By: Rosemary Dewar
Acts of evil are much easier to define than it is to define those who commit them. Our culture has a serious problem with sustaining standards of morality, and the lack of thoughtful consistency and honesty leaves people logically and emotionally vulnerable. It should not be difficult for anyone to conclude that violation of choice correlated with violation of life is socially harmful. Humanity is not short on examples of frailty, and identifying that frailty is dependent on one’s ability to define it.
Mankind is inherently capable of doing great good as well as great wickedness. Anyone who has had or has babysat a toddler can affirm that they can be willful and selfish dictators. Without healthy discipline and stability, any child is at a higher risk of cultivating irregular levels of vanity and validation in their character. Should these behaviors go unchecked, having someone develop into a sophisticatedly manipulative adult is a plausible outcome.
Our culture has acknowledged a new level of awareness in two particular stories: the Las Vegas shooter, Stephen Paddock and sexual predator, Harvey Weinstein. Both men perpetrated the most degrading and heartless acts, each violent in their own way. Weinstein used his influence to limit choice and violate the self-worth of his victims. Paddock fed a still-undefined delusion so fervently that he committed the largest mass shooting in United States history.
These men are equally guilty of their crime, yet society does not want to hold them solely responsible. For Paddock, the left looks to blame America’s Constitutional right to bear arms in order to defend ourselves against those like him.
Condemning an inanimate object will not resolve the character issue. As for Weinstein, the left aims to denounce masculinity for his abhorrent behavior. However, conflating sexual abuse and aggression with masculinity is culturally detrimental and, in fact, inaccurate.
Simply because men disproportionally commit more crime than women, does not mean that society has the privilege of convicting all men carte blanche of being subhuman. Absolving women who have committed heinous acts also does not cultivate a stable society. Humanity is broken, but society must do a better job at promoting and honoring men and women who excel at their morality.
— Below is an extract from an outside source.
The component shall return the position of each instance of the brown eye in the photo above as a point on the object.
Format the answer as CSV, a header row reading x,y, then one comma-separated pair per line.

Our current culture has yet to define what darkness is. It ought to do so before dancing with it.
In Act I, Scene III of Shakespeare’s Macbeth, Banquo warns exactly as noted below:
And oftentimes, to win us to our harm,
The instruments of darkness tell us truths,
Win us with honest trifles, to betray’s
In deepest consequence.
Ambition without mercy is the death of the human soul.
The Judeo-Christian worldview asserts that mankind is feeble and that there are those who choose darkness knowing full well that they betray the light afforded them. They forfeit their humanity. That is not a masculine trait or a feminine trait, but a godless one.
Greek philosopher Socrates stated, “Worthless people live to eat and drink, people of worth eat and drink to live.”
Those who feed on the vulnerability of others are never satisfied, and they do not consider what comes forth from them as they devour every person they encounter. In contrast, those who consider how they affect others are far more conscious of what they are willing to consume.
Should culture continue to worship self-gratification, it will find itself consumed by the very darkness it cultivated. The light is one choice away, accessible by simply refusing to indulge in another’s discomfort.
Justice Louis D. Brandeis said it best when he stated, “Sunlight is the best disinfectant.”